This chapter studies three software models of real-world systems in the form of interactive Web pages. While these examples are simpler than most scientific or commercial modeling applications, they provide a glimpse into the power of software for solving complex and meaningful problems.
When there is an outbreak of an infectious disease, such as the Ebola spread of 2014 or the COVID-19 flu pandemic of 2020, organizations such as the Center for Disease Control (CDC) and the World Health Organization (WHO) develop software models to predict the potential impact of the disease. By considering factors such as the disease transmission method, patient incubation period, and population density, a software model of the disease's spread can be constructed. This model can then be used to study the spread of the disease under various conditions, which can both inform the public of the threat and also demonstrate the effectiveness of intervention techniques (such as social distancing).
One measure that is commonly used in disease spread models is the basic reproduction number. The basic reproduction number, often denoted as R0, is the average number of people that a single infectious patient will infect over the course of their infection.
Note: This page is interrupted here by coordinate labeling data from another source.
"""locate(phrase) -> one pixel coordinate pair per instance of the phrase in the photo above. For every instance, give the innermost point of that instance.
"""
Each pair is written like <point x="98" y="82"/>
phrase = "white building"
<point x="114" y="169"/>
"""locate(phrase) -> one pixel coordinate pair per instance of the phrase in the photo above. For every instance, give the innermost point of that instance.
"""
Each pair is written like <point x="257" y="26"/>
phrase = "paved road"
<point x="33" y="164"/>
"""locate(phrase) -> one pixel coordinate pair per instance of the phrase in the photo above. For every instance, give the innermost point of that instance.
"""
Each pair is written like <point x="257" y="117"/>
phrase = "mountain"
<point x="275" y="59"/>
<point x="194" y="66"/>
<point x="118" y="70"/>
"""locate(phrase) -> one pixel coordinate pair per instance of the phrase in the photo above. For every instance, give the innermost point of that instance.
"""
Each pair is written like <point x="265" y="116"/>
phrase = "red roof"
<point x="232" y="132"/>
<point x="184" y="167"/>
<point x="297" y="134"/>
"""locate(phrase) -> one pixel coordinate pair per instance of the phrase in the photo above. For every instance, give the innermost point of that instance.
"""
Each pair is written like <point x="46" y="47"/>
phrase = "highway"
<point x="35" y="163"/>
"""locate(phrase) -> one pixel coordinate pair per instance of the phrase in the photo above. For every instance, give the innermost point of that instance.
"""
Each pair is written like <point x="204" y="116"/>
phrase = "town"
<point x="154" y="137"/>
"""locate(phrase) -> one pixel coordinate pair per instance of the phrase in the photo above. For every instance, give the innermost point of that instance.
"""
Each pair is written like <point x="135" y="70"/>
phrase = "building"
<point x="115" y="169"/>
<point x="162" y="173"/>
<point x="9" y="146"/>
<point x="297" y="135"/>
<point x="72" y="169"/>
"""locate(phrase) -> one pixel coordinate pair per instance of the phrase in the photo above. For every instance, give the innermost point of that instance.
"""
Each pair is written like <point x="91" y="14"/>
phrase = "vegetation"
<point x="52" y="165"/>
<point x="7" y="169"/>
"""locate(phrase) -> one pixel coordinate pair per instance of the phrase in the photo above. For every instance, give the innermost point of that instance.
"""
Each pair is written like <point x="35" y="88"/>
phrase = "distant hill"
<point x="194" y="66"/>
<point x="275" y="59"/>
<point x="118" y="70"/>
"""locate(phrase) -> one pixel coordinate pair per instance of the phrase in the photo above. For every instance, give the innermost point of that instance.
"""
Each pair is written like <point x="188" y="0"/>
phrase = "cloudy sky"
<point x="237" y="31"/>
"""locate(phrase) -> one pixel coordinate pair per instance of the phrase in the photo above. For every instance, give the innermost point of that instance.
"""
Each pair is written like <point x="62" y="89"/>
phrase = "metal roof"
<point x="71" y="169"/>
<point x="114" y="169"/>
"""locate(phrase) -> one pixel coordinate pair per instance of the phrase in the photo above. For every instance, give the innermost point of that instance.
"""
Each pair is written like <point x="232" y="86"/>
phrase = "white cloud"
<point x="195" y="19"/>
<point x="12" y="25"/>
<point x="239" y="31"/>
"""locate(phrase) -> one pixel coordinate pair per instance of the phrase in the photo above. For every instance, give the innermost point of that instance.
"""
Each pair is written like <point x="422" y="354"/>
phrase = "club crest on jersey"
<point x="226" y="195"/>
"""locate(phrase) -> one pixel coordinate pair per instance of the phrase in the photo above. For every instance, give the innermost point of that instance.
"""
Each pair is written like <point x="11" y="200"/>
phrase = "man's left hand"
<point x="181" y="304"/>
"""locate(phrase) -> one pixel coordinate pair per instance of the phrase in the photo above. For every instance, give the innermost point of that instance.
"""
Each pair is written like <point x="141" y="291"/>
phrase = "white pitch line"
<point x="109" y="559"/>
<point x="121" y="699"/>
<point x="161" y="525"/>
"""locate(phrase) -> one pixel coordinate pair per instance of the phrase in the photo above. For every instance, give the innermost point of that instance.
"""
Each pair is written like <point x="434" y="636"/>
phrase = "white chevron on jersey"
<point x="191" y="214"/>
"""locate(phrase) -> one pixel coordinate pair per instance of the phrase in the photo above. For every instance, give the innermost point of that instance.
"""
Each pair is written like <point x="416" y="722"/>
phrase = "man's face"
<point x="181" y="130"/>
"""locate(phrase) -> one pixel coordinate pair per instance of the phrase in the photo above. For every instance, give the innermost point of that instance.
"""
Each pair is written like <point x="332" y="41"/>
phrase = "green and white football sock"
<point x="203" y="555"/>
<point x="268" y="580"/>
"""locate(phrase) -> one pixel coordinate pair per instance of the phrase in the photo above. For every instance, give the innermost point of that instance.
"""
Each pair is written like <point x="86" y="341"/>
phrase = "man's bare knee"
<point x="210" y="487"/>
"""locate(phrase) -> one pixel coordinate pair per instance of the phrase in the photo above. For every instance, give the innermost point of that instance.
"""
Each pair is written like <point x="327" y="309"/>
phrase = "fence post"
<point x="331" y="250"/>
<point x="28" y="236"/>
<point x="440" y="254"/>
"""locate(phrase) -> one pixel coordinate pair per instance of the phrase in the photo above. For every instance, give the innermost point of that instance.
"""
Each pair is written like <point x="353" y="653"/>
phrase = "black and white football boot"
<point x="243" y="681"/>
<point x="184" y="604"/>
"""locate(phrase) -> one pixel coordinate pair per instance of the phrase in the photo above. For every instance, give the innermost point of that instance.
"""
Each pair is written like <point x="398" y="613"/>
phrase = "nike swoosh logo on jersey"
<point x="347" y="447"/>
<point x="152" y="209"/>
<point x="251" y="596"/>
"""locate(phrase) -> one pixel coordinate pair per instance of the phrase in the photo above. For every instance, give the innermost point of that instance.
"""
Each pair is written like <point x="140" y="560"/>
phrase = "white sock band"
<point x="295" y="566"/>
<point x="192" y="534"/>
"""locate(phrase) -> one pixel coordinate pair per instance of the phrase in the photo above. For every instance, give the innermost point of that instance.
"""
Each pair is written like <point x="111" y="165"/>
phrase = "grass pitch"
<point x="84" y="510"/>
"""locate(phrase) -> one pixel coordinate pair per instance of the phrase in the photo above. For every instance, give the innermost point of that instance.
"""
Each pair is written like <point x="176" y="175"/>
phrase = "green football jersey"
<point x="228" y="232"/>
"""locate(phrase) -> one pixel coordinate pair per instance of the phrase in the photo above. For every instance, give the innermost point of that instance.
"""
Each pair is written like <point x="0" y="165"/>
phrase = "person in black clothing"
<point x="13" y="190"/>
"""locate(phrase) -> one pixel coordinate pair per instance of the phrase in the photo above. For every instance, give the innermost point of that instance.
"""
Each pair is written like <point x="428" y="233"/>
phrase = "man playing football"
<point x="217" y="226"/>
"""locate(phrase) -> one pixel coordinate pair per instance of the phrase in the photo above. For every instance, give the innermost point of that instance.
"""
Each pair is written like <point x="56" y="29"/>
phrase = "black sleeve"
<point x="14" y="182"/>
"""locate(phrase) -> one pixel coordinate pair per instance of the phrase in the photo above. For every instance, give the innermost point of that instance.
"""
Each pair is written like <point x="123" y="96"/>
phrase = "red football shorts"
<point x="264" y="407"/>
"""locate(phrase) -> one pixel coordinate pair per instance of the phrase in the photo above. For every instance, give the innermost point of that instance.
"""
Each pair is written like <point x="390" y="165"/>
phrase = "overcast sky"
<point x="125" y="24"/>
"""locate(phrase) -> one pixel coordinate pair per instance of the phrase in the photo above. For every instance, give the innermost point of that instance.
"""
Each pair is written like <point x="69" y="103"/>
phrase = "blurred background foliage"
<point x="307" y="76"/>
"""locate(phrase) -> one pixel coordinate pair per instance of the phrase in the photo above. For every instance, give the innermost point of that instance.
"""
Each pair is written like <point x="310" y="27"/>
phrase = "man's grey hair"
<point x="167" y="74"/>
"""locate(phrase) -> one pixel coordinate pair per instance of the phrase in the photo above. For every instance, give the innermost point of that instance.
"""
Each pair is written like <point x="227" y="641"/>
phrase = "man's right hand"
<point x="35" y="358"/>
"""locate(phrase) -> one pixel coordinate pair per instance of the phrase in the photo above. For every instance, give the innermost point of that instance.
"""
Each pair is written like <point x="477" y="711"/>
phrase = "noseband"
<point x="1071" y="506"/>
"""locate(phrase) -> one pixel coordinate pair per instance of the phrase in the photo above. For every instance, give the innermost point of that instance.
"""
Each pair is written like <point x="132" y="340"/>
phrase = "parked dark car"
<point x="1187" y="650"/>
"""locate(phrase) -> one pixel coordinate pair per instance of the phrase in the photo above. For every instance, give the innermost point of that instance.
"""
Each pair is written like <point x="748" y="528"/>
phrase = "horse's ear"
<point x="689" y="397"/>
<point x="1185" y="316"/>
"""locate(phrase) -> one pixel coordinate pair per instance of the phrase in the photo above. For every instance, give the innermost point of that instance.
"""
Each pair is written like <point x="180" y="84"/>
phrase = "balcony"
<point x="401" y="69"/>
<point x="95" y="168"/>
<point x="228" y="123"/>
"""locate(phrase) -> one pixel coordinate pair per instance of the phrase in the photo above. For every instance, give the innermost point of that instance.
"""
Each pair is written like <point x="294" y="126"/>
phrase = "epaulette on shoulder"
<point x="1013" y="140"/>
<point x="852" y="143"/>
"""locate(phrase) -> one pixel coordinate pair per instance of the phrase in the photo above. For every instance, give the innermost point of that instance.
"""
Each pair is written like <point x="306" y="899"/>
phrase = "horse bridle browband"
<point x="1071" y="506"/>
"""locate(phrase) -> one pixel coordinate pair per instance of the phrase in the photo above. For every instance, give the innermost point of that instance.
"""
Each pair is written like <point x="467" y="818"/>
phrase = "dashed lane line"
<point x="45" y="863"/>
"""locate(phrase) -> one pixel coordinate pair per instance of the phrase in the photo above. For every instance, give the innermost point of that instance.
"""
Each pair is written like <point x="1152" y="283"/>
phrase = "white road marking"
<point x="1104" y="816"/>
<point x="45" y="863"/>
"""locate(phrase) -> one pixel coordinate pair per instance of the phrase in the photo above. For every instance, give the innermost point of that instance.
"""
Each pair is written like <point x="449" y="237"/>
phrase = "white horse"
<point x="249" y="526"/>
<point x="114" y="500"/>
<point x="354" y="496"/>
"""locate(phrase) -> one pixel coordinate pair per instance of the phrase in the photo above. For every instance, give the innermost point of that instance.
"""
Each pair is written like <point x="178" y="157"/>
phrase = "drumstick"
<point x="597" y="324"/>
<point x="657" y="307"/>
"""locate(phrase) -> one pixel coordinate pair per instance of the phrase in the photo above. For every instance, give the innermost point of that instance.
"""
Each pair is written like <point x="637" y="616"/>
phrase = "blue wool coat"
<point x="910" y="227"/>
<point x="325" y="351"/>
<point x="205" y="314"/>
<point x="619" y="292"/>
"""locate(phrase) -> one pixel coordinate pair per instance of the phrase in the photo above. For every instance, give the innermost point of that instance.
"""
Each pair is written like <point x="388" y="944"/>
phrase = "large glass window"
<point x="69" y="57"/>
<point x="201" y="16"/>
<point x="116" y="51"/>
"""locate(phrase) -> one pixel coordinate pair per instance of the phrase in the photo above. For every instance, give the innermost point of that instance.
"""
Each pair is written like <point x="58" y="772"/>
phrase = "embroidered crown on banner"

If R0 < 1, then each person infects fewer than one person on average, and so the disease will eventually die out. If R0 = 1, then each person infects one other person on average, and so the disease will steadily spread. This is referred to as an endemic. If R0 > 1, then each person infects more than one person on average and exponential growth will ensue. This is referred to as an epidemic, or if it spreads on a global scale, a pandemic.
A simple model of disease spread starts with an initial population of infected patients and estimates successive waves of infections using R0, where a wave is the period in which each infected person spreads the disease. For example, suppose you have 100 initial patients and an R0 = 2. In the first wave, each of the 100 patients will infect 2 people (on average) resulting in 200 new infections. In the second wave, each of those 200 patients will infect 2 people (on average) resulting in 400 new infections. Subsequent waves will infect 800, 1,600, 3,200, 6,400, and so on. By the 10th wave, a total of 204,700 people will have been infected. This type of exponential growth is terrifying and, in the case of diseases that require medical care, can quickly overwhelm the health care system.
R0 is clearly not the only factor in determining how impactful a disease outbreak will be. The seasonal flu, for example, is estimated to have an R0 between 0.9 and 2.1. Fortunately, the flu is short-lived and not life-threatening for most patients. Typically, flu symptoms are easily observable, allowing for the isolation of infected individuals. Flu vaccines have also provided immunity to segments of the population, which helps to limit spread. Vaccines have been developed for many of the most potent infectious diseases, such as Polio (R0 ≈ 12.5), Measles (R0 ≈ 14.5) and Chickenpox (R0 ≈ 15). [University of Michigan School of Public Health]
It is also worth noting that the R0 for a disease is not static. Within a given population, changes in behavior and in medical treatments can greatly affect R0. For example, when COVID-19 first emerged in the United States in early 2020, its severity and transmission methods were not fully understood. In March 2020, the R0 for COVID-19 across the United States was estimated to be around 4, with certain hotspots (e.g., New York City) exceeding 6. As more knowledge was gained, most people altered their behavior, adopting social distancing and mask wearing. By the second half of 2020, the R0 for COVID-19 across the U.S. dropped to around 2. The development and distribution of vaccines in early 2021 helped bring the national R0 below 1. [covid19-projections.com]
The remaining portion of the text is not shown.